VIENNA (Reuters) - Glaciers and mountain snow are melting earlier in the year than usual, meaning the water has already gone when millions of people need it during the summer when rainfall is lower, scientists warned on Monday.
“This is just a time bomb,” said hydrologist Carmen de Jong at a meeting of geoscientists in Vienna.
Those areas most at risk from a lack of water for drinking and agriculture include parts of the Middle East, southern Africa, the United States, South America and the Mediterranean.
Rising global temperatures mean the melt water is occurring earlier and faster in the year and the mountains may no longer be able to provide a vital stop gap.
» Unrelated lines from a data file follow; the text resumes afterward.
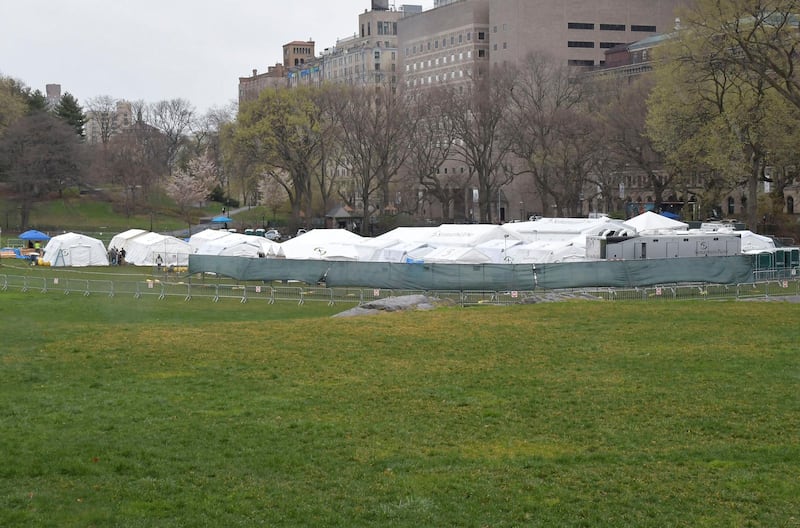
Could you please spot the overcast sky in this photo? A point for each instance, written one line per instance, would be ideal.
(152, 50)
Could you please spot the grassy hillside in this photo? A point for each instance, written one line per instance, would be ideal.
(154, 413)
(97, 213)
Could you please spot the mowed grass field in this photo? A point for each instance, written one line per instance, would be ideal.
(151, 413)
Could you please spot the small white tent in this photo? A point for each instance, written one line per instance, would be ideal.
(145, 249)
(120, 241)
(74, 249)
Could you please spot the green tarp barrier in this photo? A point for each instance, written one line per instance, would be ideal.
(481, 277)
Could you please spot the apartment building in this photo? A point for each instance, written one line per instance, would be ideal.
(251, 87)
(460, 38)
(368, 57)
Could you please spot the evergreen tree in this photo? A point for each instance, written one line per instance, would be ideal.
(69, 111)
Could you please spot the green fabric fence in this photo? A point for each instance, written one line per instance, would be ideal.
(493, 277)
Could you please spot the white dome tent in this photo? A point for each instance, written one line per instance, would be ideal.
(120, 240)
(74, 249)
(145, 249)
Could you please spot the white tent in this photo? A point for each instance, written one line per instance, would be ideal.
(466, 235)
(650, 222)
(566, 228)
(239, 245)
(120, 241)
(145, 249)
(327, 244)
(198, 240)
(403, 251)
(546, 251)
(755, 243)
(73, 249)
(497, 249)
(456, 255)
(408, 234)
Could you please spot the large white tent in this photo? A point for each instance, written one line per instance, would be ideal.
(198, 240)
(323, 244)
(403, 252)
(456, 255)
(466, 235)
(120, 240)
(74, 249)
(239, 245)
(566, 228)
(145, 250)
(650, 222)
(755, 243)
(497, 249)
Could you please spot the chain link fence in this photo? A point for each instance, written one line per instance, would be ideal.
(300, 293)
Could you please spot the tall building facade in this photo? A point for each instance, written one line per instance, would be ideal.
(458, 39)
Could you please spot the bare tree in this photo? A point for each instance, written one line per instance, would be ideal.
(622, 112)
(40, 153)
(273, 194)
(375, 135)
(478, 117)
(433, 138)
(134, 160)
(102, 111)
(549, 129)
(190, 187)
(174, 118)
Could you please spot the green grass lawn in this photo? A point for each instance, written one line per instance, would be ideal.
(158, 413)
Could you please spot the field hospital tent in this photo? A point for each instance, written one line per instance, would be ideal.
(497, 249)
(120, 241)
(755, 243)
(198, 240)
(549, 251)
(403, 252)
(567, 228)
(650, 222)
(73, 249)
(323, 244)
(240, 245)
(145, 249)
(456, 255)
(466, 235)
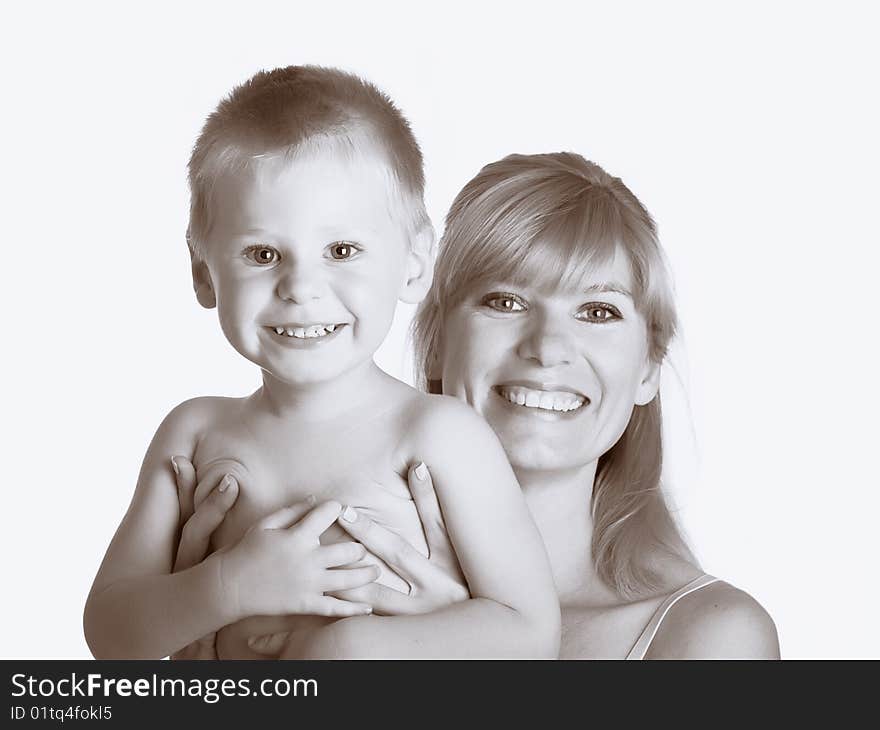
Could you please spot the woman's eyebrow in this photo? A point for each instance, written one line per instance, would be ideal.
(608, 286)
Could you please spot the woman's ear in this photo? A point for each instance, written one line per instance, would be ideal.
(419, 266)
(202, 284)
(650, 384)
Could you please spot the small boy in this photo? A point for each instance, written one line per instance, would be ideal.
(307, 224)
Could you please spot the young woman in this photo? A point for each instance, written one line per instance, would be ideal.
(550, 314)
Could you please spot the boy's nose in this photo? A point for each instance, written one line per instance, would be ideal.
(299, 286)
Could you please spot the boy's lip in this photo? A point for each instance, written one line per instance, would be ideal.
(301, 342)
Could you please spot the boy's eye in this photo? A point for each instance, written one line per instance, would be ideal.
(598, 312)
(262, 255)
(504, 302)
(343, 250)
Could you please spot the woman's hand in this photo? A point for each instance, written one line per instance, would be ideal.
(195, 537)
(435, 581)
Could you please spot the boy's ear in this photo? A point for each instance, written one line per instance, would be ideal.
(202, 284)
(650, 384)
(420, 266)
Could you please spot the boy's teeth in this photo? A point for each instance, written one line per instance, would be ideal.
(302, 333)
(545, 400)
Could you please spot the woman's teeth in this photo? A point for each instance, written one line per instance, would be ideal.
(315, 330)
(544, 399)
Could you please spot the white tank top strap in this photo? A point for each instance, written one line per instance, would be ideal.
(640, 648)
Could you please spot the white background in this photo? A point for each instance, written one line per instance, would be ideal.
(749, 131)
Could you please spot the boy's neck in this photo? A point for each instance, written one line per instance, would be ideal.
(323, 401)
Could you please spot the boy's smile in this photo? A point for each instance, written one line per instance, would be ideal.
(306, 259)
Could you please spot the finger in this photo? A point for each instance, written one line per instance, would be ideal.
(203, 648)
(343, 578)
(287, 516)
(384, 600)
(196, 535)
(421, 486)
(185, 476)
(383, 543)
(269, 644)
(319, 519)
(337, 608)
(341, 553)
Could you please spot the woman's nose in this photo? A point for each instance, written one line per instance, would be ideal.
(298, 285)
(547, 345)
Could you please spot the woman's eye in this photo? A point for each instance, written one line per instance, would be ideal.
(262, 255)
(502, 302)
(343, 250)
(598, 312)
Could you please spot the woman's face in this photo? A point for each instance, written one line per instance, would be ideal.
(555, 373)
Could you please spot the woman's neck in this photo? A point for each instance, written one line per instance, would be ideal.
(560, 503)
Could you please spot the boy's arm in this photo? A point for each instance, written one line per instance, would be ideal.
(514, 610)
(137, 608)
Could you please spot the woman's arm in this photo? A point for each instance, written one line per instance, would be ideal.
(513, 611)
(716, 622)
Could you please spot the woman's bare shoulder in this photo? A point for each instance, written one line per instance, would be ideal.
(718, 621)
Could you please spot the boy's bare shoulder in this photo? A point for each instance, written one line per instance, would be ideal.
(442, 422)
(718, 621)
(193, 416)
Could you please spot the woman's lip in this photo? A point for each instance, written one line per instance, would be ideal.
(545, 414)
(545, 387)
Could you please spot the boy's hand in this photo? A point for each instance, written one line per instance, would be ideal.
(279, 566)
(197, 528)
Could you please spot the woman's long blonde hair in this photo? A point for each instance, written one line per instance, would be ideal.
(548, 219)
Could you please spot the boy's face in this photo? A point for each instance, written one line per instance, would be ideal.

“In some areas where the glaciers are small they could be gone in 30 or 50 years time and a very reliable source of water, especially for the summer months, may be gone.”
De Jong was referring to parts of the Mediterranean where her research is focused but she said this threat also applies to the entire Alps region and other global mountain sources.
Daniel Viviroli, from the University of Berne, believes nearly 40 percent of mountainous regions could be at risk, as they provide water to populations which cannot get it elsewhere.
He says the earth’s sub-tropic zones, which are home to 70 percent of the world’s population, are the most vulnerable.
And with the global population expected to expand rapidly, there may not always be enough water to drink, let alone to water crops, which use about 70 percent of melt-water.
In Afghanistan, home to some 3,500 of the world’s glaciers, the effects of global warming are already being felt in the Hindu Kush said U.S. Geological Survey researcher Bruce Molnia.
“Glaciers are getting smaller and smaller,” he said adding that this was leading to more frequent flooding.
In some valleys snow has completely disappeared during months when it usually blankets the mountains and many basins have drained, Molnia said.
“And what I am talking about here is adaptable to almost every one of the Himalayan countries that’s dependent on glacier-melted water,” he said.
It has also been difficult to collect data in the region with scientists preferring to rely on satellite imagery rather risk fieldwork in the Taliban-occupied mountains.
De Jong points out that because only a handful of scientists study the hydrology of mountains, what they don’t know about them could be just as concerning as what they do.
“Mountains are seen as having water all the time and everywhere so people think they can take it all the time,” she said.
“But mountains are black boxes in the scientific sense, there is so much data missing for our models. We don’t quite know what is going on.”